With some micro-cosmic exceptions, Brazil tends to fall into the purview of a large insular country. What might be associated with a country´s insularity? One of the principal features might be “conventionality.” More open countries tend to evince less rigid conventions, which is to say they go about the same ritual in different ways. Brazil remains plainly conventional, which makes sense: it’s a traditional country—the largest Catholic country in the world— and on average Brazilians have low levels of education. Moreover, Brazil has no clear unconventional role-model, unlike other Latin American countries who emulate worldly Spain or Latino USA. Brazil clings to its own conventions.

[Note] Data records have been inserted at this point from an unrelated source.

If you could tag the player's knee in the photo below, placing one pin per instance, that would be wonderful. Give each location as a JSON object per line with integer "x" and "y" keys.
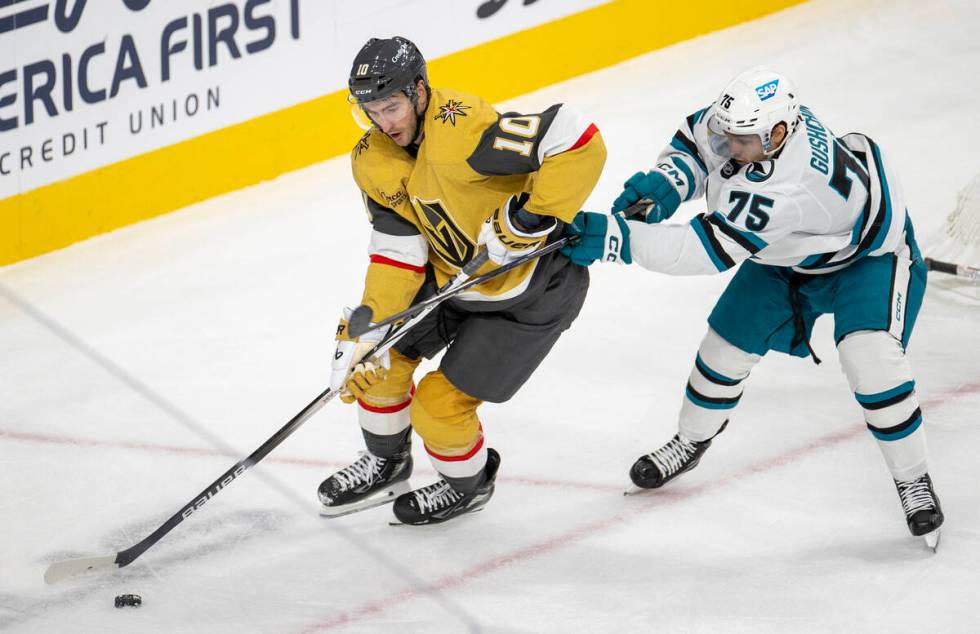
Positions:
{"x": 873, "y": 361}
{"x": 397, "y": 385}
{"x": 444, "y": 416}
{"x": 720, "y": 358}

I´ll follow up on this line of thinking and my ultimate thesis, next post.

Brazil: Culturally Self-Possessed.

19 Aug

I admire Brazil most for its self-possession. Its culture is uniquely distinct and, as I will write about next entry, it even follows political and economic policy that is out-of-step with the dictates of first-world orthodoxy. For the most part, the country’s self-possession is accidental– it’s the sole Portuguese-speaking country in the Americas, and its large population and young median age allows its large market and wealth of human resources allows it to be more self-contained than other countries.

One of the reasons Brazil is unique is that it does not have a role model to emulate, as do other countries in the region. The rest of Latin America is Spanish-speaking and looks for cultural references in the hispanic U.S., especially Florida, Texas, New York and California. Brazilians don’t look to the U.S. to the same extent. Proportionately few Brazilians live there and it’s relatively farther away than 80% of other Latin American countries. Spanish-speaking countries also look to Spain, a not insignificant country with a vibrant culture and sizable economy. Portugal…well, it’s no cultural or economic powerhouse.

Thus Brazil is to some extent an island onto itself, self-generative, relying on its own wherewithal for its culture. It is little wonder that when most people think of Brazil they picture a culture of great vitality. It’s a country of self-creation.